One of the problems is that the genetic material in the bones degrades over time.
"We start by looking for a needle in a haystack," he said. "Using genetic amplification techniques we make the needle bigger than the haystack."
At the same time, all across Bosnia teams of investigators are tracking down the families of the missing and taking blood samples for DNA testing.
The blood and bone profiles can then be compared to look for matches.
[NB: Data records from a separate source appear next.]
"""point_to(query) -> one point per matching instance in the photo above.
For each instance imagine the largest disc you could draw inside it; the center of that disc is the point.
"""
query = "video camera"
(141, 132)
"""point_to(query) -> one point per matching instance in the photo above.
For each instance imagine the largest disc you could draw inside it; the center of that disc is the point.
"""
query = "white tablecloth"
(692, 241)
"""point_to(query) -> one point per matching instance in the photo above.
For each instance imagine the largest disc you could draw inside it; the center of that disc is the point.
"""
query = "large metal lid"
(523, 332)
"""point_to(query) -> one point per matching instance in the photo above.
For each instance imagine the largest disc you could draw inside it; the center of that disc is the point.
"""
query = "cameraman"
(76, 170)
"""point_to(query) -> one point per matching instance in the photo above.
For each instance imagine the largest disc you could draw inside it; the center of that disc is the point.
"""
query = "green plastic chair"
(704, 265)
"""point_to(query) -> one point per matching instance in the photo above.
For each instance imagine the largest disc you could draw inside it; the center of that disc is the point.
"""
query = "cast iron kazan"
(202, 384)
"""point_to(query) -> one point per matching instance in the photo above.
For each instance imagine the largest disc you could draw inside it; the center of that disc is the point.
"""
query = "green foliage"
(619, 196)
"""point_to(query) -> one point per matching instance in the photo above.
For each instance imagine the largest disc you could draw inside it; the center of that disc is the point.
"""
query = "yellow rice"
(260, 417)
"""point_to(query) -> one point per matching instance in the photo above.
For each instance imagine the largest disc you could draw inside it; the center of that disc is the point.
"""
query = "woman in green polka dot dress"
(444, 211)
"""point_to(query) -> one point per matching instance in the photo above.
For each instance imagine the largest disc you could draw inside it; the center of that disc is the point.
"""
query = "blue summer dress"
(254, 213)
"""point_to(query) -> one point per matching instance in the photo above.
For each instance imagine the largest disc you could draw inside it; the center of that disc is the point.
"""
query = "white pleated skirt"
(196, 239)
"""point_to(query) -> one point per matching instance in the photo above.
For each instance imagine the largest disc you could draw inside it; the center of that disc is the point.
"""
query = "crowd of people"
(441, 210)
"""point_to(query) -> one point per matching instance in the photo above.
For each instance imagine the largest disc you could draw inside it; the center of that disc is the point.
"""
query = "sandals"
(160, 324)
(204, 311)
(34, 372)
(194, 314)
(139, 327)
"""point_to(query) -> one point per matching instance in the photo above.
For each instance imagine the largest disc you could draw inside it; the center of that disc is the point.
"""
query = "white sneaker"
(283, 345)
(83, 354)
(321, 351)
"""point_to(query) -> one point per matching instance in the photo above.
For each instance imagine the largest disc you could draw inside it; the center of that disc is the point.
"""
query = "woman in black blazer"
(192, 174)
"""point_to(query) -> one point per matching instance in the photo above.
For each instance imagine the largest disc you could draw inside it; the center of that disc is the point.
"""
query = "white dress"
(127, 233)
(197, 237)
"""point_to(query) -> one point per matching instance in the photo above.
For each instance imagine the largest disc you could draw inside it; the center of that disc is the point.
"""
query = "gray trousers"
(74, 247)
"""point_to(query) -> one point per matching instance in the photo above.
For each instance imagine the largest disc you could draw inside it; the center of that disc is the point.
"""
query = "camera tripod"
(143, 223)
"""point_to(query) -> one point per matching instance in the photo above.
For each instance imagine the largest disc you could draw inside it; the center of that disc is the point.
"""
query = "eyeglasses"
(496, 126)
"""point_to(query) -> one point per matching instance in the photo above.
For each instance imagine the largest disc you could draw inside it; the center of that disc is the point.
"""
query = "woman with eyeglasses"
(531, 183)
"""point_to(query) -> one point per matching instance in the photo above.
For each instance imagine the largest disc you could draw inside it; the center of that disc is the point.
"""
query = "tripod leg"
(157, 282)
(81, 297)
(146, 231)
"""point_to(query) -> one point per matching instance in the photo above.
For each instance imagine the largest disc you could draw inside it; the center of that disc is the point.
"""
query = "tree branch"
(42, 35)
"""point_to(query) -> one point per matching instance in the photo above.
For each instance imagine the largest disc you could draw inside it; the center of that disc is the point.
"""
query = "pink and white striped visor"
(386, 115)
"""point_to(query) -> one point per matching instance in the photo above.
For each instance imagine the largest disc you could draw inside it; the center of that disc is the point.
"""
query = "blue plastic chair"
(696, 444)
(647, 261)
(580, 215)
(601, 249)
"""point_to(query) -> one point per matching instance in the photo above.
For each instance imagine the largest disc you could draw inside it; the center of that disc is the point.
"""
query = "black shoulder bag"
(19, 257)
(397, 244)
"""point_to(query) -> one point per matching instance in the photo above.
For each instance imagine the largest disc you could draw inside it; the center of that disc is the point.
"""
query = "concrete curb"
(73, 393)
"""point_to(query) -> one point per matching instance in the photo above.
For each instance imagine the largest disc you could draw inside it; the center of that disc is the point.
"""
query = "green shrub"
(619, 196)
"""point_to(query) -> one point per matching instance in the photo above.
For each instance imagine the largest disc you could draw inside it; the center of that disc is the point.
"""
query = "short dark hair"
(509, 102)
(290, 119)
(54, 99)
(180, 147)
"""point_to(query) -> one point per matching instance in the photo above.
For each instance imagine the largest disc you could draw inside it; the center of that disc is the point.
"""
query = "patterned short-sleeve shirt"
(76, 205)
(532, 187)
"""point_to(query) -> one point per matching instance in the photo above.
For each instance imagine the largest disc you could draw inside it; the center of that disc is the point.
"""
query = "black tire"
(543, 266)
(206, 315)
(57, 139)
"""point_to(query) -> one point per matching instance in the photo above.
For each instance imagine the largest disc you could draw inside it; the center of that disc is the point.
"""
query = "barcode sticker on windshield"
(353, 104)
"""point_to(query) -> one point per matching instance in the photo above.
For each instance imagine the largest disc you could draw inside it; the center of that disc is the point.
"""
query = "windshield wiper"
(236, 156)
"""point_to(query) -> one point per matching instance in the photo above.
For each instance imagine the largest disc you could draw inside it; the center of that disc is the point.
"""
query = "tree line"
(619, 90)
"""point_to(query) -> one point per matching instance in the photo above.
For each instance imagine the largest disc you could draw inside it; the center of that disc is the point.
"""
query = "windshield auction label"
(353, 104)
The first match was made just a few weeks ago.
"I don't know if there was a dry eye in the room where we did this comparison," said Ed Huffine, the ICMP's director of forensic science. "It showed everything we had laboured for in the past two-and-a-half years worked."
When the system gets up to full speed, it is hoped hundreds of identifications could be made each month.
Hopes of healing
A few weeks after giving her blood sample, Ramiza Hodzic was one of the very first people to be told the news they all dread - the remains of her son Fuad had been identified.
"It's better for me at least to know where his bones are," she said. "Now I can bury him, I can go and see his grave."
There is a long silence as Ramiza fights back tears.
"They say we must all live together now, but I don't know how I can deal with that," she said. "I wish my heart would break into pieces. I wish I could die."
Naming Bosnia's dead will not bring and end to the families' misery, but it may start to build some pillars of truth in a society riven by resentment and distrust.
And without these pillars, bridges between the divided communities will never be rebuilt.